2614908 · March 13, 2025
AI-Generated Content: All content on this page was generated by AI to highlight key points from the meeting. For complete details and context, we recommend watching the full video. so we can fix them.

Summary

Director Designate Roger Babcock presented the Department of Environmental Services' FY26 budget package totaling about $1.32 billion, highlighting landfill siting work, ash-recycling plans at H-POWER and a proposed multiyear sewer-rate increase to fund a $10.1 billion capital program that includes an $1.8 billion Sand Island upgrade.

Roger Babcock, director designate of the Department of Environmental Services, told the Honolulu City Council Committee on Budget that the department’s FY26 request totals about $1.32 billion, including $537.9 million in operations, $249.5 million in debt service and $533.7 million for capital projects.

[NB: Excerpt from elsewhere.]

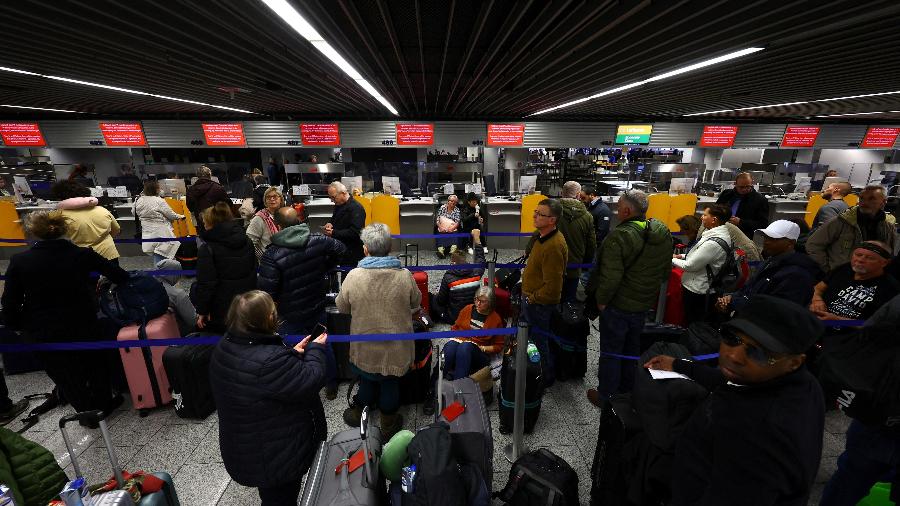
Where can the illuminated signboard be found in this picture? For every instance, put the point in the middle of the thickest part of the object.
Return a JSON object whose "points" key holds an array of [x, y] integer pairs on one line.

He said the dollar figures reflect debt refinancing savings and an administrative decision to move engineering salaries from capital into operations.

The budget hearing focused on two high-profile, interlocking issues: identifying a site for a new municipal landfill and financing long-term wastewater projects. Babcock said the administration met the first statutory deadline to identify potential landfill sites and noted that a second deadline — to close Waimānalo Gulch Landfill to incoming waste by 2028 — is unlikely to be met given the lead time to open a new facility.

Why it matters: The landfill timeline, decisions about candidate sites and potential state-level changes to Act 73 that affect buffer zones will influence whether the city needs the $77 million placeholder included in FY26 for land acquisition and how soon a new disposal facility could be operational. Separately, the sewer capital plan and a proposed multi-year sewer-rate package would affect household bills and the schedule for major treatment-plant upgrades tied to federal and state regulatory requirements.